Visualizing PyTorch Training with TensorBoard
Environment Setup
A working PyTorch installation is required. Verify the environment with:
import torch
print(torch.__version__)
print(torch.cuda.is_available())
If the output includes a version string and True for CUDA, the setup is correct.

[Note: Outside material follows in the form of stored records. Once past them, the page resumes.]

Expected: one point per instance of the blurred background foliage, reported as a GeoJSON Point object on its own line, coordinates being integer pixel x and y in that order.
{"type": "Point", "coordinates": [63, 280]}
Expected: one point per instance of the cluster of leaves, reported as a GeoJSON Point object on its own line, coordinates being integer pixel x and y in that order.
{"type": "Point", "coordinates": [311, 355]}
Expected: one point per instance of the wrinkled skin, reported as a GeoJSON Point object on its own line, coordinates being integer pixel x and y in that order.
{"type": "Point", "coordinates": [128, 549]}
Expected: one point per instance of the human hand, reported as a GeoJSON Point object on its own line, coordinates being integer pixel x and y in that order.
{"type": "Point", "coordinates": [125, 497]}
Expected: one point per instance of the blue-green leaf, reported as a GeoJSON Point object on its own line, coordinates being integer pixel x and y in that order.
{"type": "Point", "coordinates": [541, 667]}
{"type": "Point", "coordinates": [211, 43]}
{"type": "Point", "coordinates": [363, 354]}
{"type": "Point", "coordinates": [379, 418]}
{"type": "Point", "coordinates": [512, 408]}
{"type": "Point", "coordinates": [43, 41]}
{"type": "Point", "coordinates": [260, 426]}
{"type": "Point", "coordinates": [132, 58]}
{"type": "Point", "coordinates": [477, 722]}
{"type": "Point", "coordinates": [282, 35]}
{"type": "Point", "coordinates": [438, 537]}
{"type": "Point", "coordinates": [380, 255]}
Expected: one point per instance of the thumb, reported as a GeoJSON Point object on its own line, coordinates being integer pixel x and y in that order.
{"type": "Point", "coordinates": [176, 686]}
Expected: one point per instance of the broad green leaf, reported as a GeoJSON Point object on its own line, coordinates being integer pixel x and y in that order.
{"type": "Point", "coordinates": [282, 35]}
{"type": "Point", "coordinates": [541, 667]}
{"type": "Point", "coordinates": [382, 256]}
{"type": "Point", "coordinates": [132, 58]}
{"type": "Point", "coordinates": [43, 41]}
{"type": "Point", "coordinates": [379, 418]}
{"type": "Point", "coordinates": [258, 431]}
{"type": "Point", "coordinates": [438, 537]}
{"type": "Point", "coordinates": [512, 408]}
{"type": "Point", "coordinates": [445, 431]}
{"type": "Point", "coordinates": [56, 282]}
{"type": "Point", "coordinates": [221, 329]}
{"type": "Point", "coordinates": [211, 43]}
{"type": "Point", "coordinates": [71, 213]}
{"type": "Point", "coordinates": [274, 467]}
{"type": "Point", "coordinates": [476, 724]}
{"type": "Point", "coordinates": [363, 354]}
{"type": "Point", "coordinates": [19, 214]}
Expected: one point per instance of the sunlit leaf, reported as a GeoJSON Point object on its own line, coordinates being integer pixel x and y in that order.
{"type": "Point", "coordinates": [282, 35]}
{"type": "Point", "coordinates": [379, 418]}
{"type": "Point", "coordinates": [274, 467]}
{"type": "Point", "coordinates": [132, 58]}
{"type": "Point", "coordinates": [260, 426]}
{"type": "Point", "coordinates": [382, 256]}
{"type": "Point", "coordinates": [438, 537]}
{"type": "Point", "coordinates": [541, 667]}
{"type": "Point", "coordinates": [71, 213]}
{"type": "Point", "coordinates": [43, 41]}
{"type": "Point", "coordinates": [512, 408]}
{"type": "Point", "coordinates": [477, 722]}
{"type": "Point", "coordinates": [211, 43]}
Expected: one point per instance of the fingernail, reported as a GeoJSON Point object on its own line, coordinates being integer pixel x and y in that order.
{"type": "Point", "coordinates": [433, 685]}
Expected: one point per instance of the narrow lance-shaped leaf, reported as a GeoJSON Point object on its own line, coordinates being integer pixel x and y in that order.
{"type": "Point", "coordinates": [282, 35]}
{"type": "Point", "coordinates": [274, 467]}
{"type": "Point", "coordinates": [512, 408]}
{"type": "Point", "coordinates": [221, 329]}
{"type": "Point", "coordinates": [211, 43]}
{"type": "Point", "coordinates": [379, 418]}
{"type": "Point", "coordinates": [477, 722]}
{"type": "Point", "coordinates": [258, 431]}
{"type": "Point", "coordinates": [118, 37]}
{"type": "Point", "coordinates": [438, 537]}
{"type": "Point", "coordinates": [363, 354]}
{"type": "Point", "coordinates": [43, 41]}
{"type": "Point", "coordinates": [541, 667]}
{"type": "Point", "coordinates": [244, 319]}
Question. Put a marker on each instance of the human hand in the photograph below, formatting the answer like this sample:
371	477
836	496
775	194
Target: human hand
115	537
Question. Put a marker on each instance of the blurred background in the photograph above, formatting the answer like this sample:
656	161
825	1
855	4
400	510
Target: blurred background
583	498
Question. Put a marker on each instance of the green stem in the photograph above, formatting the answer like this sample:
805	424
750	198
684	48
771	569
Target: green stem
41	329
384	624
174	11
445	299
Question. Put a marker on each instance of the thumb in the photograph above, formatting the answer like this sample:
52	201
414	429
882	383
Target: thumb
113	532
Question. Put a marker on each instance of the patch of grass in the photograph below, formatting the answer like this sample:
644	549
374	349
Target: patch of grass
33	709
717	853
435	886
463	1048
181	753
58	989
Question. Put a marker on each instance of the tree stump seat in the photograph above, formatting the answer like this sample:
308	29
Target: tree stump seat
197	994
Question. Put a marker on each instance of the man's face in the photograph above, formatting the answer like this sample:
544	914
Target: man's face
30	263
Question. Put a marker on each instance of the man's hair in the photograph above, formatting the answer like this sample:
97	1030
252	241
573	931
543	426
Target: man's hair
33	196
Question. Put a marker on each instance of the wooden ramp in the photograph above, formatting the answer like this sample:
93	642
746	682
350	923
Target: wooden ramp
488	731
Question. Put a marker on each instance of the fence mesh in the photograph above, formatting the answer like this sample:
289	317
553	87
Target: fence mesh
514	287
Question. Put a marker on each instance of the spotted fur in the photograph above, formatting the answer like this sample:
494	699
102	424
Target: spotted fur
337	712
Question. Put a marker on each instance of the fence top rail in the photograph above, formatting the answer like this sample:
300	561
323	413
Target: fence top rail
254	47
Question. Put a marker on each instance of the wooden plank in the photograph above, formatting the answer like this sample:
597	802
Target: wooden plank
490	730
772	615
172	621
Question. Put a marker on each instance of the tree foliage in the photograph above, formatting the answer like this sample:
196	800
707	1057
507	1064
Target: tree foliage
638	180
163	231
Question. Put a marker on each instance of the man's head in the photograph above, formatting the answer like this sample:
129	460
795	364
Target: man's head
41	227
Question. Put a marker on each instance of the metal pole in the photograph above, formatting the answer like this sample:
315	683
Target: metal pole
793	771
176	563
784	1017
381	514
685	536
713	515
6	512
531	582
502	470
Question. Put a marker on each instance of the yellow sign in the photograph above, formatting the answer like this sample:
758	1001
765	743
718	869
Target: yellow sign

Install TensorBoard using pip:
pip install tensorboard
Once installed, the tensorboard command becomes available in the terminal. PyTorch integrates directly with TensorBoard, allowing logging of scalars, images, histgorams, graphs, and embeddings for later inspection in the browser-based UI.
Basic Workflow Example
A minimal example demonstrates the logging pipeline:
import torch
import torchvision
from torch.utils.tensorboard import SummaryWriter
from torchvision import datasets, transforms
writer = SummaryWriter()
transform = transforms.Compose([
transforms.ToTensor(),
transforms.Normalize((0.5,), (0.5,))
])
trainset = datasets.MNIST('mnist_train', train=True, download=True, transform=transform)
trainloader = torch.utils.data.DataLoader(trainset, batch_size=64, shuffle=True)
model = torchvision.models.resnet50(pretrained=False)
model.conv1 = torch.nn.Conv2d(1, 64, kernel_size=7, stride=2, padding=3, bias=False)
sample_images, sample_labels = next(iter(trainloader))
image_grid = torchvision.utils.make_grid(sample_images)
writer.add_image('images', image_grid, 0)
writer.add_graph(model, sample_images)
writer.close()
The SummaryWriter instance stores event files in ./runs/ by default. After executing the script, launch TensorBoard by pointing it at the log directory:
tensorboard --logdir=runs
Open http://localhost:6006/ in a browser. The dashboard will display the IMAGES and GRAPHS tabs populated by the logged data. The computation graph can be downloaded as a PNG from the GRAPHS tab for documentation purposes.
Logging Training Metrics
Scalars such as loss and accuracy can be tracked across epochs and displayed in real time. The following loop illustrates the pattern:
import numpy as np
writer = SummaryWriter()
train_loss_history = []
train_acc_history = []
test_loss_history = []
test_acc_history = []
for epoch_idx in range(num_epochs):
# ---- Training Phase ----
model.train()
cumulative_loss, cumulative_correct = 0.0, 0
for batch_inputs, batch_targets in train_loader:
batch_inputs = batch_inputs.cuda()
batch_targets = batch_targets.cuda()
predictions = model(batch_inputs)
batch_loss = criterion(predictions, batch_targets)
optimizer.zero_grad()
batch_loss.backward()
optimizer.step()
cumulative_loss += batch_loss.item() * batch_targets.size(0)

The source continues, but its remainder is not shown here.